Market Drivers Feb. 11, 2013
Most of Asia closed for Lunar New Year, EcoGroup ahead
Aussie mortgage demand weakens
Nikkei closed Europe 0.38%
Oil $95.77/bbl
Gold $1663 oz.

Europe and Asia:
AUD Home Loans

North America:

Its been a relatively quiet session in FX with most of Asia closed for Lunar New year holiday contributing to think liquidity conditions and generally lackluster trade. Despite the lack of newsflow USD/JPY has managed to climb back above the 93.00 level on comments from Haruhiko Kuroda. Mr. Kuroda is on a short list of possible candidates for the next Governorship of the BOJ and he stated that some “additional measures may be possible” in 2013, signaling that the BOJ may increase its monetary accommodation further.

The statement from Mr. Kuroda helped lift the pair above the 93.00 level and erased much of the profit taking losses incurred in Friday. Still the pair remains below the recent highs just above the 94.00 figure and may have trouble breaking through that barrier in the near term unless Japanese officials provide some concrete policy actions to expand QE. As we’ve noted before, Japanese authorities as walking a fine line between keeping the yen weak enough to spur exports, but not so weak as to begin weighing on energy costs for the country’s manufacturing sector. Therefore, its likely that the Japanese policymakers will try to keep the pair within the 90.00-94.00 range for the time being.

Meanwhile in Australia the Aussie started the week on down note slipping through the 1.0300 figure amidst very thin liquidity and disappointing economic data. Australian home loans declined by much sharper than expected -1.5% versus 0.1% eyed while the last month’s data was revised downward to 0.7%. This was the third month in a row of declining mortgage approvals indicating that housing demand Down Under may be cooling. Central bank data show housing credit growth in December dropped to the weakest annual pace since records began in 1977.

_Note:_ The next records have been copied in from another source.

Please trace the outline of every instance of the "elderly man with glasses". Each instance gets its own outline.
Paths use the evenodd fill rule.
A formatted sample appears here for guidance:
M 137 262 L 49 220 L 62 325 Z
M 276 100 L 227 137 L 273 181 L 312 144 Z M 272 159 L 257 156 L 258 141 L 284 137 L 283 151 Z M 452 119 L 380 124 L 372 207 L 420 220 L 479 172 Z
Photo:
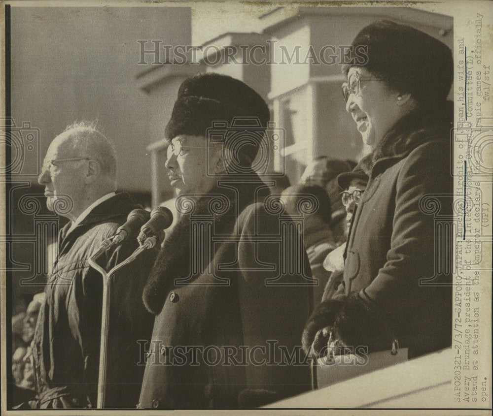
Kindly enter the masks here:
M 96 404 L 103 278 L 88 259 L 137 207 L 117 193 L 113 145 L 93 126 L 73 125 L 46 153 L 39 184 L 48 209 L 70 221 L 60 230 L 58 252 L 48 277 L 33 343 L 37 390 L 31 406 L 94 407 Z M 137 246 L 129 240 L 107 250 L 99 262 L 106 270 Z M 129 407 L 137 399 L 143 369 L 138 340 L 147 339 L 152 316 L 141 294 L 155 252 L 123 268 L 110 283 L 106 403 Z

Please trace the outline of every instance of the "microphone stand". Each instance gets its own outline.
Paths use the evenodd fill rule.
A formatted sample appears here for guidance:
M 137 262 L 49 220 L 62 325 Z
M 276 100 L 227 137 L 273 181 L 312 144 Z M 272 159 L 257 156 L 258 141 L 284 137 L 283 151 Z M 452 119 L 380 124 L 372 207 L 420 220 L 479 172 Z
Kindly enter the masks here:
M 127 258 L 106 272 L 96 263 L 96 259 L 105 253 L 101 249 L 89 260 L 89 264 L 99 272 L 103 276 L 103 310 L 101 314 L 101 339 L 99 349 L 99 372 L 98 378 L 98 409 L 104 409 L 106 396 L 106 373 L 107 369 L 108 327 L 109 323 L 109 302 L 110 299 L 110 283 L 115 273 L 133 261 L 141 253 L 152 248 L 157 242 L 155 236 L 146 239 Z

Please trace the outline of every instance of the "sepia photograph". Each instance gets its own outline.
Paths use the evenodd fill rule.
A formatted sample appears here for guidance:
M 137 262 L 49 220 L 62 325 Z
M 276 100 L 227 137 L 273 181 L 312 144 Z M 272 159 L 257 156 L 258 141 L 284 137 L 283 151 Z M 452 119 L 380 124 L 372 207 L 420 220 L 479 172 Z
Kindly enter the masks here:
M 5 414 L 492 414 L 491 3 L 1 12 Z

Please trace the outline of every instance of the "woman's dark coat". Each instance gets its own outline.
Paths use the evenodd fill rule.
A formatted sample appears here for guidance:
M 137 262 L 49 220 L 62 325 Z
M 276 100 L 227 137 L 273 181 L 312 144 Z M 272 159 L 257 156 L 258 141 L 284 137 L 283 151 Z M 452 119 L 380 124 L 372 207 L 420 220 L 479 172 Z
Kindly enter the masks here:
M 410 357 L 451 345 L 452 113 L 443 109 L 410 114 L 365 160 L 370 179 L 353 218 L 343 282 L 309 320 L 306 349 L 317 330 L 334 322 L 346 344 L 370 344 L 374 351 L 390 349 L 394 337 Z
M 252 175 L 219 181 L 165 241 L 144 291 L 157 316 L 140 408 L 254 407 L 310 388 L 300 343 L 310 265 L 289 218 L 272 213 L 273 200 L 258 202 L 266 187 Z M 191 261 L 212 238 L 201 238 L 206 226 L 193 223 L 209 221 L 215 242 Z M 299 243 L 295 255 L 288 240 Z

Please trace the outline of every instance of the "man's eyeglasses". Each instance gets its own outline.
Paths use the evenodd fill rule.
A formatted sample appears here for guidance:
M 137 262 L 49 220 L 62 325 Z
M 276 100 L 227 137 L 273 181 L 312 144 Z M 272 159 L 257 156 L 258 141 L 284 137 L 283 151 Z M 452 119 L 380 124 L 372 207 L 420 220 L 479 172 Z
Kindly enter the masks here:
M 90 160 L 90 158 L 70 158 L 67 159 L 52 159 L 48 161 L 47 167 L 49 169 L 52 166 L 58 166 L 58 163 L 60 162 L 75 162 L 78 160 Z
M 341 192 L 341 199 L 342 200 L 342 204 L 347 207 L 351 203 L 351 201 L 354 201 L 354 203 L 357 205 L 363 192 L 364 191 L 360 189 L 355 189 L 351 193 L 347 191 Z
M 170 142 L 170 146 L 168 149 L 169 149 L 170 148 L 171 149 L 172 153 L 175 155 L 175 156 L 179 156 L 180 155 L 182 154 L 183 152 L 186 152 L 188 149 L 207 149 L 207 146 L 188 146 L 188 145 L 183 145 L 180 140 L 175 140 L 174 142 Z M 168 157 L 171 156 L 169 150 L 168 150 Z
M 349 99 L 349 96 L 352 94 L 357 96 L 359 94 L 361 89 L 361 81 L 378 81 L 383 82 L 381 79 L 374 77 L 361 76 L 359 72 L 353 72 L 348 78 L 348 82 L 343 83 L 342 84 L 342 95 L 344 97 L 344 100 L 347 102 Z

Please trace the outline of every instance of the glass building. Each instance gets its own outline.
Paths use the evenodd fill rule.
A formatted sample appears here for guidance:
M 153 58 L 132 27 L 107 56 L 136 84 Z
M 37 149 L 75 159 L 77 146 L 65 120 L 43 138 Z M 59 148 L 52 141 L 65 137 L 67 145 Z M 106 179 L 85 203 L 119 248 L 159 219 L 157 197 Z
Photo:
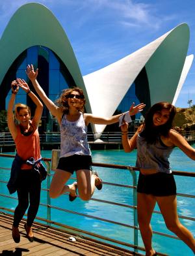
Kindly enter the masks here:
M 0 110 L 7 109 L 11 95 L 11 82 L 16 78 L 27 81 L 31 89 L 36 93 L 25 73 L 27 65 L 31 63 L 33 64 L 34 69 L 41 71 L 38 74 L 38 82 L 51 101 L 55 101 L 62 89 L 75 86 L 66 66 L 52 50 L 41 46 L 32 46 L 22 52 L 6 72 L 2 82 L 5 86 L 1 87 Z M 16 103 L 18 103 L 29 106 L 31 115 L 34 115 L 35 105 L 22 89 L 19 90 L 16 97 Z M 55 118 L 44 106 L 40 129 L 42 131 L 57 131 L 58 129 Z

The disappointing mortgage data numbers dovetail with the recent economic data from Australia which has shown that broad weakening in aggregate demand. As a result Aussie interest rate futures saw an increase to 54% of another RBA rate cut next month. The market is getting increasingly disillusioned with the Aussie as growth Down Under slows and prospects for further RBA cuts increase.

The Aussie has drifted to a low of 1.0265 in early European trade but so far has held above the critical 1.0250 support level. One key factor in the pair’s weakness may be the absence of PBOC which has been a regular buyer of the currency. With China out for the holiday for most of the week, the Aussie may be especially vulnerable to a selloff. A break below 1.0250 suggests a very bearish technical development and may open the path to a test of 1.0150.

With no major economic data for the rest of the day, the FX markets will focus on today’s Eurogroup meetings for any hints of concern regarding the recent rise in EUR/USD exchange rate. The Germans remain relatively sanguine about the exchange rates with Minister Roesler’s comments last week that being competitive is more important than the value of the EUR, as their consistent position. However, the Germans are becoming increasingly isolated within the Eurogroup as the French have now joined the rest of the periphery in expressing concerns regarding the rise in the EURUSD. For now the differences have been contained and if the meeting fails to produce any further rhetoric the EUR/USD may try another attempt at the 1.3400 level. However, if the market begins to hear more rumblings from Brussels as the day goes by, the pair could quickly test the key 1.3300 support as the shorts press their case.